Within unpredictable situations, Seong Joon Hong has continuously reflected on questions that shift from moment to moment, contemplating where the varied conclusions shaped by these reflections might ultimately lead. Although each act of choice and practice seemed to pass through inflection points and take detours, at some point he became convinced that they were, in fact, advancing sequentially toward a single destination. This exhibition begins from imagining how such an accumulation of thoughts might be materialized into form.

The newly presented series manifests images such as “feathers,” “air,” and “soap bubbles” as visual and tactile materials. This draws attention to the artist’s approach of treating each work not as a final outcome, but as a “turning point”—a moment of interim reflection. Imagining the various materials that emerged differently depending on choices of theme, subject, technique, and method of realization, as well as all the immaterial entities that were not selected and thus discarded, the process of reviving them becomes the driving force that propels the artist’s future work.

Freed from the realm of sensations that can be touched by one’s fingertips, these materials—now in a state of weightlessness within infinitely unfolding time and space—drift and float throughout the exhibition space, representing invisible and vanished thoughts. What once felt like opaque and heavy options, when revisited now, appear transparent and light, freely floating and sometimes disappearing altogether. With the question, “Was it the discarded thought that was light, or was it myself?” the artist returns to the starting point and poses the question anew.

One section of the exhibition is filled with processes in which such questions intertwine with the artist’s own responses. In particular, materials such as silver-foil layers, aluminum, frames, canvas, leather, and lumps of paint reveal the results of and reflections on temporality that the artist explored throughout his practice. Seong Joon Hong has continually grappled with how to think through ever-changing questions—what he thought and what he felt—and how to express these inquiries pictorially. Reflecting on what materials shaped by sensation might signify for the artist, what is transparent yet visible, soft yet perceptible by hand, ultimately becomes an expression of “existence.”

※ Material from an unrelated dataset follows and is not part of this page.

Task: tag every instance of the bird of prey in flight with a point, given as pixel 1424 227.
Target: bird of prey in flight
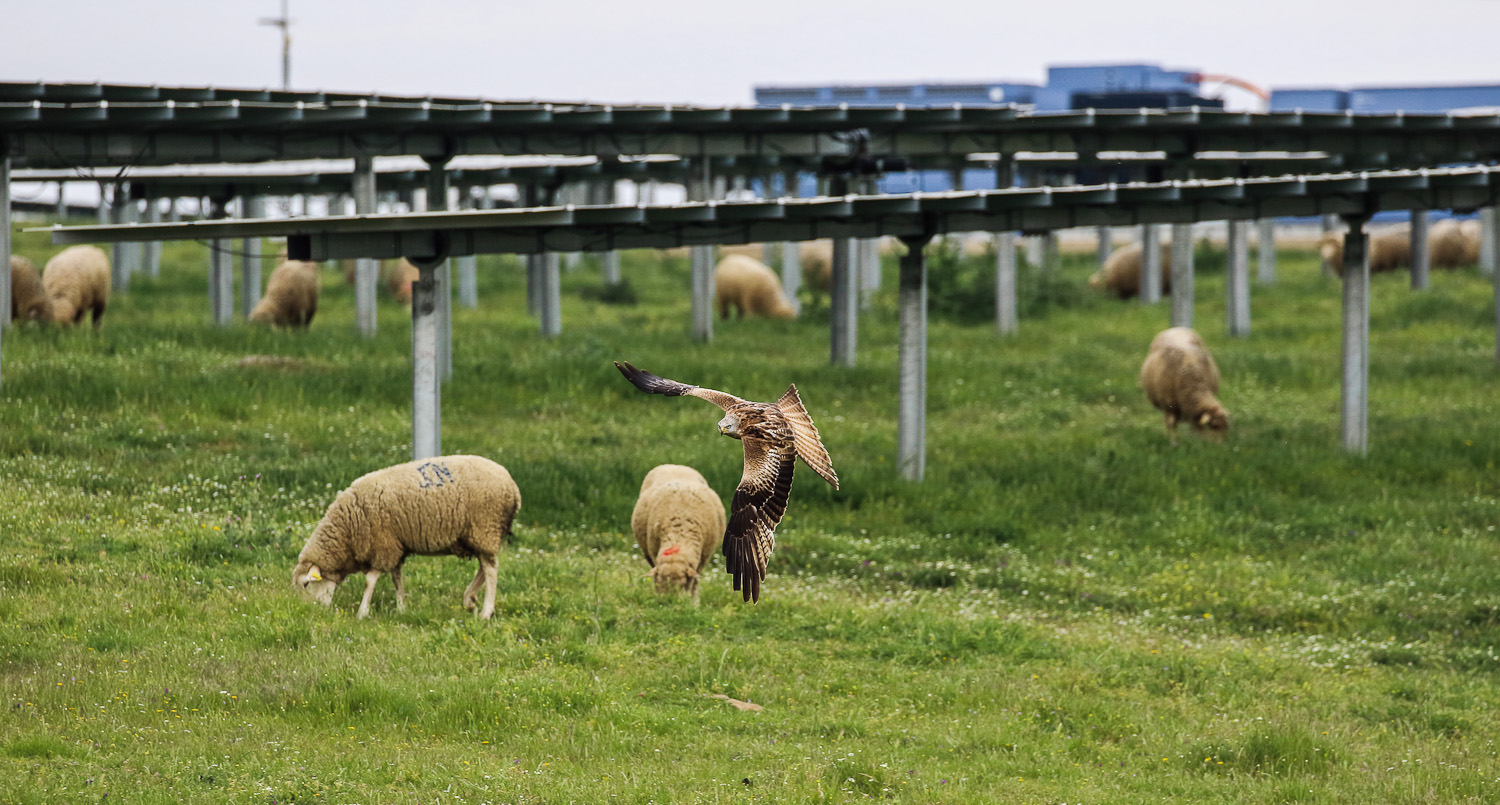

This exhibition was conceived with the hope of fostering dialogue between the artist and the audience. Recalling how conversations with others can unexpectedly clarify long-held contemplations, Seong Joon Hong approaches dialogue as a means of finding oneself amid periods of deep introspection. Just as flowing time cannot be stopped but can be recorded, this exhibition becomes a journey of seeking clues by assembling letters addressed to recipients and stories cast toward unspecified audiences.